The WORDSMITH tools is ‘an integrated
suite of programs for looking at how words behave in texts.’ It ‘controls’ the
programs it contains: Concord (makes a concordance using plain texts or
web text files), KeyWords (locate and identify key words in a given
corpora), and WordList (generate word lists based shown in alphabetical
and frequency order).
Johnson
& Ensslin (2006) discussed the methodological concerns about keyword
analysis and the reliability of the BNC reference corpus when compared to
research corpora in order for the latter to be neutrally analyzed. They
identified two problems. The BNC constructed by Scott and composed of a set of
90.7 million words taken from the late 1980s and early 1990s, failed to cover
themes outside that time frame, the thing that resulted the “problem of age
disparity”. The other problem is related to “proper names” in newspapers and
media discourse. Proper names may appear as “key” keywords in any newspaper
corpus. Scott (2000), however, came to rule out proper names of any kind in
view of the fact that they change over time. Sinclear (2004) argued that
articles including proper names should be excluded on the basis that they put
the homogeneity of the research corpus at risk. But what about articles containing
household names that are deeply related to the area one is investigating?

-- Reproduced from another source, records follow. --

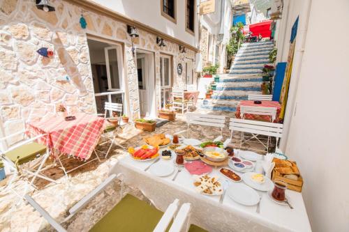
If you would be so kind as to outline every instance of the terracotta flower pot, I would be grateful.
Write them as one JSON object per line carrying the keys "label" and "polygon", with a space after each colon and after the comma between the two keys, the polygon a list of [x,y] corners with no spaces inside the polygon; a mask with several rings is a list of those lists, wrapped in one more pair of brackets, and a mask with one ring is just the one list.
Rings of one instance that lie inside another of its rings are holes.
{"label": "terracotta flower pot", "polygon": [[156,126],[156,122],[154,122],[153,123],[148,123],[135,121],[135,126],[137,129],[149,132],[153,132],[155,130],[155,127]]}
{"label": "terracotta flower pot", "polygon": [[176,113],[174,111],[158,111],[158,117],[168,121],[176,119]]}

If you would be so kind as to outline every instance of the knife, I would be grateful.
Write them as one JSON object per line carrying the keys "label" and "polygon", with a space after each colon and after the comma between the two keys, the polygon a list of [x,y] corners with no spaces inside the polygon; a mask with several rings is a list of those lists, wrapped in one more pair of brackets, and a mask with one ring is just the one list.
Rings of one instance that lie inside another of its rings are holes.
{"label": "knife", "polygon": [[154,164],[155,164],[156,162],[157,162],[159,160],[160,160],[160,157],[158,157],[156,160],[155,160],[154,162],[153,162],[151,164],[150,164],[149,166],[148,166],[147,167],[145,168],[144,171],[147,171],[151,167],[151,165],[153,165]]}

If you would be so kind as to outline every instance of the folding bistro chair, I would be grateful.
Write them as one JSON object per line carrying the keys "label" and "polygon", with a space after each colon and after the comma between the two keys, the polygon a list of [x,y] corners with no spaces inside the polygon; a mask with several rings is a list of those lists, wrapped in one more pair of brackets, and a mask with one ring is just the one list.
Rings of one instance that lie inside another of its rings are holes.
{"label": "folding bistro chair", "polygon": [[[59,183],[42,173],[42,171],[50,167],[44,167],[47,159],[50,157],[50,152],[47,147],[38,144],[35,141],[47,135],[40,134],[24,140],[25,133],[24,131],[21,131],[0,139],[1,159],[4,162],[5,167],[13,172],[6,190],[12,189],[11,185],[13,181],[24,173],[29,177],[31,176],[31,179],[28,178],[27,181],[34,188],[36,188],[34,185],[36,178],[40,178],[54,183]],[[9,141],[18,140],[18,137],[20,138],[19,142],[8,146]],[[27,189],[28,186],[25,187],[24,194],[27,193]],[[16,194],[17,193],[16,192]],[[17,194],[20,196],[20,194]]]}
{"label": "folding bistro chair", "polygon": [[[95,149],[95,150],[97,150],[101,153],[105,154],[105,156],[104,157],[104,158],[105,159],[107,157],[109,152],[110,151],[110,149],[112,148],[112,144],[115,144],[116,146],[118,146],[123,149],[125,149],[125,148],[122,145],[121,145],[120,144],[117,143],[116,141],[116,137],[117,137],[116,133],[117,133],[117,130],[119,128],[119,125],[120,125],[120,123],[121,122],[121,114],[122,114],[122,104],[106,102],[105,105],[104,109],[105,109],[104,114],[99,114],[98,115],[103,116],[104,118],[105,118],[107,120],[112,117],[112,112],[119,112],[119,113],[118,125],[115,126],[115,125],[112,125],[112,124],[107,125],[107,127],[104,130],[102,135],[101,136],[106,141],[102,142],[101,144],[98,144],[97,145],[97,146],[101,146],[101,145],[105,144],[106,143],[110,142],[110,146],[109,146],[107,151],[104,152],[104,151],[102,151],[100,150]],[[110,111],[110,116],[111,116],[110,118],[107,118],[107,113],[108,111]],[[112,139],[110,139],[107,136],[107,134],[110,132],[112,132]]]}
{"label": "folding bistro chair", "polygon": [[272,95],[264,94],[248,94],[247,100],[259,100],[259,101],[271,101],[273,99]]}
{"label": "folding bistro chair", "polygon": [[174,110],[180,109],[181,114],[184,114],[184,111],[188,111],[188,100],[184,99],[184,91],[182,89],[172,88],[172,109]]}
{"label": "folding bistro chair", "polygon": [[[62,222],[73,217],[97,194],[103,191],[121,174],[112,174],[99,185],[95,190],[84,196],[69,210],[69,215]],[[121,192],[122,194],[122,192]],[[66,232],[66,229],[52,218],[30,196],[25,195],[25,199],[57,231]],[[160,211],[145,201],[126,194],[91,229],[90,231],[156,231],[165,232],[174,217],[179,200],[175,199],[170,204],[165,212]],[[173,223],[172,223],[173,224]]]}
{"label": "folding bistro chair", "polygon": [[[248,141],[255,139],[258,142],[260,143],[267,149],[267,152],[269,152],[269,139],[267,140],[267,143],[263,143],[262,139],[258,138],[259,135],[265,135],[267,137],[273,137],[276,139],[276,148],[278,148],[279,139],[282,137],[283,125],[280,123],[267,123],[262,122],[259,121],[253,120],[246,120],[246,119],[239,119],[239,118],[230,118],[230,122],[229,123],[229,129],[231,130],[230,139],[232,139],[232,134],[235,131],[239,131],[241,132],[251,133],[252,137],[247,139],[244,139],[242,136],[240,139],[240,149],[242,148],[242,145]],[[261,150],[255,148],[251,148],[252,150]]]}

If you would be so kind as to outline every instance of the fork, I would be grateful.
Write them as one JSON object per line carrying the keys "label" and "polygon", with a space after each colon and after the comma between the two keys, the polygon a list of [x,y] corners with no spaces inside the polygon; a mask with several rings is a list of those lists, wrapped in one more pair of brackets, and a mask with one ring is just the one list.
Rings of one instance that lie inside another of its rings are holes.
{"label": "fork", "polygon": [[258,201],[258,203],[257,204],[257,208],[255,209],[255,212],[260,213],[260,201],[262,201],[262,195],[261,194],[258,193],[258,195],[260,195],[260,201]]}
{"label": "fork", "polygon": [[180,173],[181,171],[181,168],[179,167],[179,168],[177,169],[177,171],[176,174],[174,175],[174,177],[173,177],[173,178],[172,178],[172,181],[174,181],[174,180],[176,180],[176,178],[177,178],[177,176],[178,176],[178,173]]}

Johnson & Ensslin (2006) suggested a couple of exits with dreadful setbacks:
Either build one’s own comparator from scratch to generate a more reliable list
of the most frequent words, which is time consuming, or conduct an extensive
editing work on the keyword lists, which will eventually put the reliability
and objectivity of the study into question.
What some other analysts did to leapfrog
these setbacks, like Baker (2004), is promoting a carefully triangulated
quantitative and qualitative analytic methodology by combining between statistical
findings and what Baker (2004) called “inclusive and subjective”
interpretations, to eschew both the lexical-only approach and the
subjectively-collected data.
Johnson, S. & Ensslin, A. (2006). Language in the News: Some
Reflections on Keyword Analysis Using Wordsmith Tools and the BNC. Leeds Working Papers in Linguistics and Phonetics, 11.